PROGRAM 2: Identifikasi akibat longsor dan upaya penanggulangan secara teknis terhadap masyarakat dan lingkungan sekitar. Untuk melaksanakan program ini, dilakukan beberapa pengujian, yaitu pengujian air tanah, air sungai dan air sampah, pengukuran indeks lalat, dan pengukuran gas-bio (CO2 dan CH4). Sebagai baku mutu, digunakan PP 82/2001 dan Kepmenkes 907/MENKES/SK/VII/2002.
Hasil pengujian air tanah dari enam air sumur sampel penduduk menunjukkan kondisi yang baik. Namun, diperkirakan air tanah akan segera tercemar akibat sampah yang masih terhampar. pengujian mikrobiologi terhadap tiga sampel sumur penduduk menunjukkan pencemaran coliform fecal.
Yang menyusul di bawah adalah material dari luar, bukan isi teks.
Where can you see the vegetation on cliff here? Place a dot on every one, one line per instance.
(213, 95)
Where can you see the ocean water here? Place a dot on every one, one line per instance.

Hanya sampel air sungai Cireundeu yang alirannya belum kontak dengan longsoran yang menunjukkan hasil memenuhi baku mutu. Keempat sampel lainnya memiliki nilai COD di atas ambang. Pengukuran indeks lalat di empat lokasi menunjukkan Fly Index (FI) yang tinggi. Peningkatan nilai FI rata-rata lima kali lipat.
Hasil pengukuran kualitas udara ambien menunjukkan bahwa CO2 berada di atas rata-rata kualitas udara ambien. Sementara itu, hasil sampling di timbunan sampah berada di atas rata-rata kualitas udara ambien. Potensi akumulasi gas-bio yang tinggi tetap ada dan karenanya memerlukan kewaspadaan. Juga terdapat kemungkinan infiltrasi gas-gas ke sumur-sumur.
PROGRAM 3: Sumbang Saran pemikiran upaya mendesak penanggulangan sampah Kota Bandung, Kota Cimahi, dan Kabupaten Bandung. Satgas telah mengobservasi pengganti TPA Leuwigajah, yaitu TPA Jelengkong, TPA Cicabe, dan TPA Sukamiskin. Dari observasi tersebut, dihasilkan evaluasi dan catatan terhadap masing-masing TPA, baik dalam hal kapasitasnya, dampak terhadap lingkungan sekitarnya, dan pertimbangan aksesnya.